Es ist eine Tatsache, dass wir nicht alles im Leben in der Hand haben. Ganz viel entzieht sich unserer Kontrolle, beruht auf Zufällen oder ist von etwas abhängig, das ausserhalb unserer Macht liegt. Wenn wir uns nun über diese Dinge aufregen und uns daran aufreiben, passiert nur eines: Wir ärgern uns, ändern aber nichts am Grund für den Ärger.

Es gibt aber durchaus Dinge, die wir selber in der Hand haben. Da dann einfach abwartend zu sitzen und zu hoffen, dass sich alles zum Guten wendet, wäre mehr als schade.
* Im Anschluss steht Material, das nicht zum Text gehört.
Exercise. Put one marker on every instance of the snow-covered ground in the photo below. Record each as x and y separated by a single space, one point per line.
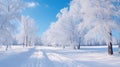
42 56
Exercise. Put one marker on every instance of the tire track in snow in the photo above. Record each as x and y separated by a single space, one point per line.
45 61
16 60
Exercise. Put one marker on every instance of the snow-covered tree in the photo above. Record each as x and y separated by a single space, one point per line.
98 21
28 31
64 31
10 11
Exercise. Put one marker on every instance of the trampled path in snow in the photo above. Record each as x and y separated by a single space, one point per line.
41 56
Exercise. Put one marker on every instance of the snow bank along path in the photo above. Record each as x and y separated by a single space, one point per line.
58 57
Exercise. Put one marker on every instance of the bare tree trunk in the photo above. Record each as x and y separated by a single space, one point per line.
110 49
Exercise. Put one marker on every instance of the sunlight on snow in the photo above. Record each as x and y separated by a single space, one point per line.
37 54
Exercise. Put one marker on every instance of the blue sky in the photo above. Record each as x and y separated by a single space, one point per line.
45 11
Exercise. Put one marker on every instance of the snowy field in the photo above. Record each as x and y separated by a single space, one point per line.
87 56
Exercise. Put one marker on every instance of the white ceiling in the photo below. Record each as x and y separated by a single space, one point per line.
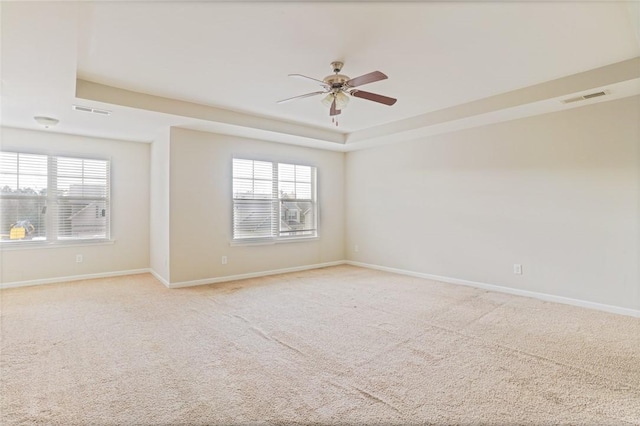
232 59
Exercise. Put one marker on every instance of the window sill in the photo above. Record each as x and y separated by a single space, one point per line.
270 242
37 245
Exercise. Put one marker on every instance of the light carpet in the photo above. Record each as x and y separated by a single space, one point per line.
339 345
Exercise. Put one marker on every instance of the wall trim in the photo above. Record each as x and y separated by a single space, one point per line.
56 280
217 280
501 289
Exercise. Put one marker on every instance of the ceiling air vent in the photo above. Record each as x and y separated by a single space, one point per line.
583 97
91 110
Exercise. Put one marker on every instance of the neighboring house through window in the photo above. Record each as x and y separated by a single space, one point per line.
273 201
53 198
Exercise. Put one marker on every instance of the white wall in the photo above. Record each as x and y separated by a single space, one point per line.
129 211
201 209
557 193
160 205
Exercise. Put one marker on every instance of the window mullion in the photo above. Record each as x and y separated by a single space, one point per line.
275 203
52 202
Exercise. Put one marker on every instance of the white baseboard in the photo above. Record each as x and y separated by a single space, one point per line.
251 275
56 280
501 289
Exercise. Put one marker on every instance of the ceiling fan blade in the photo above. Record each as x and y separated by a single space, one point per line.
322 83
299 97
333 111
366 79
373 97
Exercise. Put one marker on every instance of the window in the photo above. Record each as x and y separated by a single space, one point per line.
273 201
53 199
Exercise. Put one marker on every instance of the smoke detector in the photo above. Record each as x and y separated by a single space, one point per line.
46 122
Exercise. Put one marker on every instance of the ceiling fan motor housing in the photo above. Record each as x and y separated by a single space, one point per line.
336 81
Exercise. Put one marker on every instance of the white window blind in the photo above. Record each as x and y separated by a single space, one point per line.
23 196
53 198
273 200
296 191
81 192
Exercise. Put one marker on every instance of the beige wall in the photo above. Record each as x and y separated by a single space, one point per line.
129 211
557 193
160 205
200 212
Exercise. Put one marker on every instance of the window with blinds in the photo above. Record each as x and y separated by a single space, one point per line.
273 201
52 198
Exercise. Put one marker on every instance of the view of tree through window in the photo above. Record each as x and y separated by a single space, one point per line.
49 198
273 200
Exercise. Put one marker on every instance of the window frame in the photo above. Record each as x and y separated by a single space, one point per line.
54 203
276 202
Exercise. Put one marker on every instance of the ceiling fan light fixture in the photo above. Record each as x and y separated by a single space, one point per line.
341 100
327 100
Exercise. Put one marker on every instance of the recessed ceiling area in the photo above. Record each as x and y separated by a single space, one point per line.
221 66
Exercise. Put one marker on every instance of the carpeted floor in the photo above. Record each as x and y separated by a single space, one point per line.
340 345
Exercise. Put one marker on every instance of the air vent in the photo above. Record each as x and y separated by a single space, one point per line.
91 110
583 97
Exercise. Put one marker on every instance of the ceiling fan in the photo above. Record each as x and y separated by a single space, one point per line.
337 86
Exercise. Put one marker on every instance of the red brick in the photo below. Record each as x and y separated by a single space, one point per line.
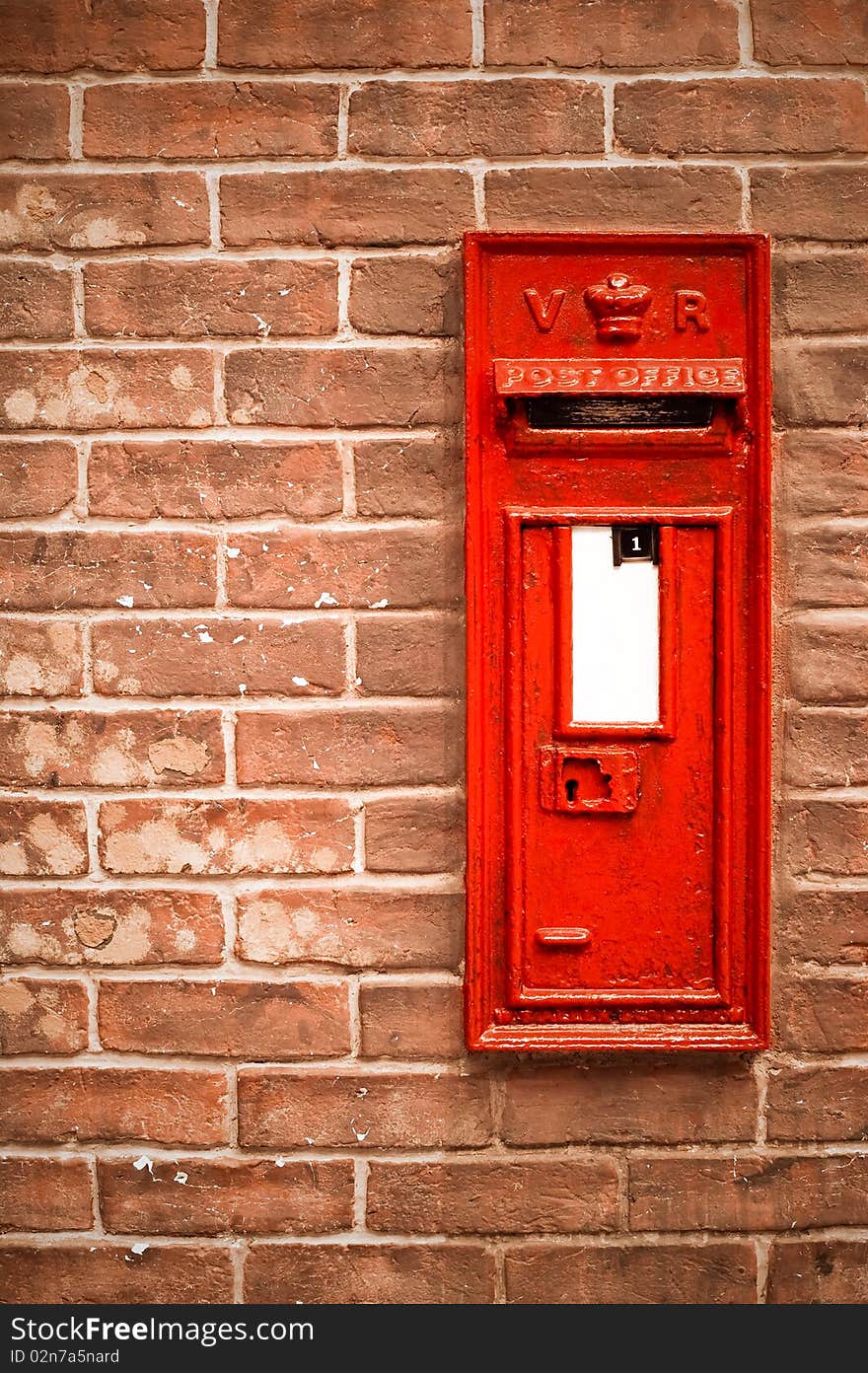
612 34
805 32
354 746
823 294
283 1109
825 1015
226 836
110 928
40 658
811 202
90 389
755 114
411 1022
342 34
420 833
219 658
405 295
41 1016
408 476
40 839
347 567
661 1274
111 1273
35 121
827 747
77 749
354 386
630 196
827 658
832 1271
354 206
515 117
36 476
77 570
210 118
192 300
809 1104
488 1197
746 1192
664 1102
151 1106
217 1196
37 301
356 928
45 1194
102 210
228 1019
122 36
380 1274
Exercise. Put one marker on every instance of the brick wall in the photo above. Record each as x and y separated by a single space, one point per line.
230 648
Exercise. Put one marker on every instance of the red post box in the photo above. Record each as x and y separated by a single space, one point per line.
618 641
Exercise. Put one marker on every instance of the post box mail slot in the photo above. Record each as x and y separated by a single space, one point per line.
618 641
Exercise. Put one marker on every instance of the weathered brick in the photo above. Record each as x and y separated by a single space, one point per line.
40 658
612 34
214 1196
481 1197
354 386
102 209
77 749
91 389
40 839
77 570
630 196
832 1271
228 1019
37 301
219 658
35 121
811 202
111 1273
151 1106
45 1194
411 1022
359 206
226 836
419 476
283 1109
149 298
423 833
37 476
665 1102
809 1104
405 295
41 1016
354 746
122 36
342 34
347 567
356 928
755 114
110 928
661 1274
746 1192
377 1274
809 32
515 117
210 118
Dinge zu verändern ist nicht immer nur einfach, Gewohnheiten wiegen mitunter schwer, und doch: Es wäre schade, es nicht zu tun, da wir damit das Steuer unseres Lebens aus der Hand geben und auf etwas verzichten, das wir insgeheim (wir würden uns sonst nicht ärgern) wollen.
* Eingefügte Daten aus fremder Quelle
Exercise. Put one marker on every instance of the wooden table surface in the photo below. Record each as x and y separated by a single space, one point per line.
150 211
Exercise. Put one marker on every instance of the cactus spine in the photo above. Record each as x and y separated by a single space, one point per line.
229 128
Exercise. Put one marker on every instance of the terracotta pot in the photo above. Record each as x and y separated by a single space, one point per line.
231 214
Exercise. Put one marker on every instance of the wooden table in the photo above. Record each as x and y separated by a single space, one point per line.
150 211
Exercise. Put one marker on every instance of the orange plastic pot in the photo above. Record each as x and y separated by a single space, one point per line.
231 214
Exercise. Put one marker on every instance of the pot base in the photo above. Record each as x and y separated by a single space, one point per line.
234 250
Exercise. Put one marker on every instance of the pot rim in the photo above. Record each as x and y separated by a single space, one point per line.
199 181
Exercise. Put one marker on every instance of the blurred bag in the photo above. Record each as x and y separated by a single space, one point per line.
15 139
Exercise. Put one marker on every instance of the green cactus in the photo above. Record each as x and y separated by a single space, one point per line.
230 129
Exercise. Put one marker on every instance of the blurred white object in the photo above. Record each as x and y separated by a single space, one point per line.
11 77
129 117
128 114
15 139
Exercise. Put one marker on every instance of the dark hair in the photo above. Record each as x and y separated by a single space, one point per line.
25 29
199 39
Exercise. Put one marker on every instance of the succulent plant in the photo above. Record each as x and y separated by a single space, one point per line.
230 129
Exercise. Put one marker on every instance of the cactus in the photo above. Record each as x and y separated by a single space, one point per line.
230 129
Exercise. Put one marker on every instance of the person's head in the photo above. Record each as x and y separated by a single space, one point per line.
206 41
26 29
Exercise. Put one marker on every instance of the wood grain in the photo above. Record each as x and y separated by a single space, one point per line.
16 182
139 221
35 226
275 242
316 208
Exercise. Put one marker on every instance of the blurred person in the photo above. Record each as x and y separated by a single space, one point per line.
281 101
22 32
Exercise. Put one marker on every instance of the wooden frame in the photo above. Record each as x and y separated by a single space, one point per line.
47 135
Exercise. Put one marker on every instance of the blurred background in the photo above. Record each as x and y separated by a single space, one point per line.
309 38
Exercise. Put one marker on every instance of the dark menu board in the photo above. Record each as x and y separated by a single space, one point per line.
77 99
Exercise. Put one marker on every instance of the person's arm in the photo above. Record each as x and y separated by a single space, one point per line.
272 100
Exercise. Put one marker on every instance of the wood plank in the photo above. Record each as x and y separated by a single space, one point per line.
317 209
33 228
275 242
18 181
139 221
Es ist nicht immer einfach, zwischen beiden zu unterscheiden, aber was sicher ist: Der Ärger an sich bringt wenig. Entweder gilt es, sich in die Situation zu schicken und das Beste draus zu machen, oder aber die Ärmel hochzukrempeln und das Leben anzupacken.

Sei dein eigener Steuermann

„Unbeständigkeit lehrt uns, in jedem Augenblick all das, was es in uns und um uns herum an Kostbarem gibt, zu achten und Wertzuschätzen.“ Thich Nhat Hanh

Wer kennt nicht den Gedanken, ein Augenblick sei so schön, er solle für immer bleiben. Nur: Würden wir ihn noch genauso schätzen, wenn alles immer so wäre? Sehen wir tagtäglich all das Gute und Schöne, das da ist und sehnen wir uns nicht im Gegenteil immer nach Dingen, die eben nicht hier und jetzt präsent sind?

Das Wissen, dass alles, was gut ist, auch vergeht, kann helfen, dem Guten, das ist, mehr Gewicht und Aufmerksamkeit zu geben. Stellt man einem Menschen die Frage, was er täte, wenn er morgen sterben würde, kommen ganz viele Dinge plötzlich ans Licht, die er machen wollte – und oft sind es durchaus alltägliche und vor allem machbare Dinge, die wir aber im Leben selber immer wieder aufschieben.

Nur schon das sollte uns zu denken geben: Setzen wir die Prioritäten richtig? Wieso schieben wir das auf, was uns, hätten wir nicht mehr viel Zeit, das wichtigste wäre, um Dinge zu tun, die wir an diesem einen Tag sofort fallen lassen würden? Leben wir wirklich das Leben, das wir leben wollen, oder sind wir durch irgendwelche Zwänge (und damit meine ich nicht nur Geld verdienen, oft wollen wir auch Erwartungen genügen, eigenen und anderen, und vieles mehr) getrieben und gar nicht mehr der Steuermann in unserem eigenen Leben?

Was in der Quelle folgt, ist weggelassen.